An ancient composite image of a man or woman. (Stefan Dierkes/Wikimedia Commons)

Cold, dark Arctic winter and sun rising far away in the sky — the best trick a scientist can play is to string together hundreds of photographs until a little ghost emerges from the blur. Turns out, that was what a team of scientists did when they captured a cluster of pale brown, hairless beaked skeletons (pictured above) in the permafrost of Svalbard, in the high north of Norway.

The grisly discovery is the work of a team led by Dr. Donald Still and Dr. Eric Rich, an anthropologist at Duke University, who set out in April 2017 to investigate a paper from the International Icebreaker Association that argued that bones or hair that had previously been reported as having come from some stranger body than known were from the recently discovered human remains that had been unearthed in Svalbard in 2009. Back then, the remains were attributed to some villagers who had drowned in 1937. They were located by a group of satellites doing work in the area, but the discovery wasn’t widely publicized because the group didn’t want to alter the theory that the bones were discovered at sea.

However, in 2018, the group was working with the international Icebreaker Association’s research vessel, Nansen, and noticed that a cluster of teeth that had been reported to have come from a person who’d drowned in 1937 also matched a pair of bone samples that had been found in the permafrost of the region.

The combination of the two helped to get the scientists to the conclusion they were looking for. “Overall, we think these teeth and skull pieces belong to a primitive, young adult—around the age when humans first started moving out of Africa, around 300,000 years ago,” Dr. Still told New Scientist. “Sometime after then, their teeth were broken away from the skull,” he added. “That is how we got this older, totally unrelated version of the same population that was living in the ice floe.”

Dr.
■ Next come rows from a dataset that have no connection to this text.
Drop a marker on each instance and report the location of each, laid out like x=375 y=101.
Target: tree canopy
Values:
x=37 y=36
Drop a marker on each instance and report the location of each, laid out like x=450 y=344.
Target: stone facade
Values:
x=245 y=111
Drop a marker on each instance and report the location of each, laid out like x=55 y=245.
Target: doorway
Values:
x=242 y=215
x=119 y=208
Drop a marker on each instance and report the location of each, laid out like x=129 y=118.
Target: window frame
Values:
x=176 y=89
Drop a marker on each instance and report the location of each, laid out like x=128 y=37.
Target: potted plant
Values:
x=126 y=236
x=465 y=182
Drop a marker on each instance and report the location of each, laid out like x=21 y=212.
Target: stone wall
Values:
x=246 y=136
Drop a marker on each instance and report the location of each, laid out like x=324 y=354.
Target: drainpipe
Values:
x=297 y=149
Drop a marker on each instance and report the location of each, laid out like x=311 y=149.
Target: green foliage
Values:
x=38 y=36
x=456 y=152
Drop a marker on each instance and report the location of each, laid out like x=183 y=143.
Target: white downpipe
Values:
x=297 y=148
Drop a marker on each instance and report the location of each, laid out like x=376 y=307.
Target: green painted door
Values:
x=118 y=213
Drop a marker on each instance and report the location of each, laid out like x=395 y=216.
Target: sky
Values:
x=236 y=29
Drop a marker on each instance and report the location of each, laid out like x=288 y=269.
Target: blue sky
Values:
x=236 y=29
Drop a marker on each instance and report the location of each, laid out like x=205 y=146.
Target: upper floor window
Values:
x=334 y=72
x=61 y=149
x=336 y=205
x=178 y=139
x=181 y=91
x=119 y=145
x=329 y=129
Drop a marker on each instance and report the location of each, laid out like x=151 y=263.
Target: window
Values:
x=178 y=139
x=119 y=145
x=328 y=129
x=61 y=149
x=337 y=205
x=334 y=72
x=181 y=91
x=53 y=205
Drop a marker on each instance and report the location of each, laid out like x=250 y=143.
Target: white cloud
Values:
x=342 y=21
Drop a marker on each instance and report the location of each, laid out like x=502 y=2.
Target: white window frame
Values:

Still and his team are now trawling through an extensive set of cave drawings found across the globe to look for more clues, but they’ve already gleaned enough information to solidify what they know. The group is also contemplating DNA samples from the skull, that could help them search for the last remnants of a species that lived around 400,000 years ago in the Arctic.

“We are holding out hope that we will one day find and uncover the genetic traces of the earliest humans in the Western Hemisphere,” Dr. Still said.